T_B(n) = (1 - (1 / 1-a)n) (a / (1-a)^2)
This formula was quite unsatisfying to me, but I couldn't come up with any way to simplify it further. Or at least, I couldn't until I went further and tried to derive T_H(n) from it.
T_H(n) = 1 + a (T_B(n-1) + T_H(n))
That is to say, the time until we've just been hit for the nth time in a row, given that we've just been hit for n-1 times in a row, is equal to 1 swing, which may either be a hit (we're done), or a miss (probability a), in which case we must first be hit by a burst of size (n-1) and then hit another T_H(n) times. (i.e. Either it's one swing and we're hit and we're done, or it's one swing and we're missed and then we must be hit n-1 times from a state of being missed before we can add in T_H(n) again, since T_H(n) assumes we've just now been hit n times in a row.)
If we run through this, we get to:
T_H(n) = (1 + a T_B(n-1)) / (1 - a)
through exactly the same manipulations above. This doesn't simplify very well. However, when you plug numbers into it, you notice that it behaves exactly like 1 / (1-a)^n. And then (if you're me), you realize that you should've known that in the first place. OF COURSE, T_H(n) = 1 / (1-a)^n. That should have been obvious!

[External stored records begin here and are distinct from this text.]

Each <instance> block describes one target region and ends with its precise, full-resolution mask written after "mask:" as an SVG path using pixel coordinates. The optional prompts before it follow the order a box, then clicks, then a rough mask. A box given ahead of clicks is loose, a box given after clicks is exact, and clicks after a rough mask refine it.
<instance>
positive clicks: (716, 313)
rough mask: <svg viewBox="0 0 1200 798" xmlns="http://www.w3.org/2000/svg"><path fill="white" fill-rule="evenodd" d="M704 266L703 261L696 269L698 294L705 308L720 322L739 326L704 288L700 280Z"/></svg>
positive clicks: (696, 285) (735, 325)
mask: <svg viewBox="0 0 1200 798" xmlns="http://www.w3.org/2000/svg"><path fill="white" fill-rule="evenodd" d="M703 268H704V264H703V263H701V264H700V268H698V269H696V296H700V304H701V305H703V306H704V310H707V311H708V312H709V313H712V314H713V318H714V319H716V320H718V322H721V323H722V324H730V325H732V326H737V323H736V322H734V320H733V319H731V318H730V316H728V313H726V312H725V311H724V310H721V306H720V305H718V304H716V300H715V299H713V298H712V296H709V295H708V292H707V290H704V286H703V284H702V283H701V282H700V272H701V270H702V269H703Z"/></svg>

But that means we have two different formulas for T_H(n), and one of those is very very simple, and the other one is very very simple when given in terms of T_B(n-1). That means it gives a second way to approach T_B(n), one which allows us to simplify much more easily:
T_H(n) = 1 / (1 - a)^n = (1 + a T_B(n-1)) / (1 - a)
1/(1-a)^n = 1/(1 - a) * (1 + a T_B(n-1))
divide both sides by 1/(1-a):
1/(1-a)^(n-1) = 1 + a T_B(n-1)
flip it around:
1 + a T_B(n-1) = 1/(1-a)^(n-1)
Subtract one from both sides:
a T_B(n-1) = 1/(1-a)^(n-1) - 1
Divide both sides by a:
T_B(n-1) = (1/a) (1/(1-a)^(n-1) - 1)
And replace n-1 with n on both sides:
T_B(n) = (1/a) (1/(1-a)^n - 1)
And this is exactly the formula I gave above (and it does give the same answers as the more messy formula for T_B(n) I derived above, as well, unless I mis-stated something.)
All together, a terribly messy and slipshod piece of work. But it results in a fairly elegant little formula, so I am happy.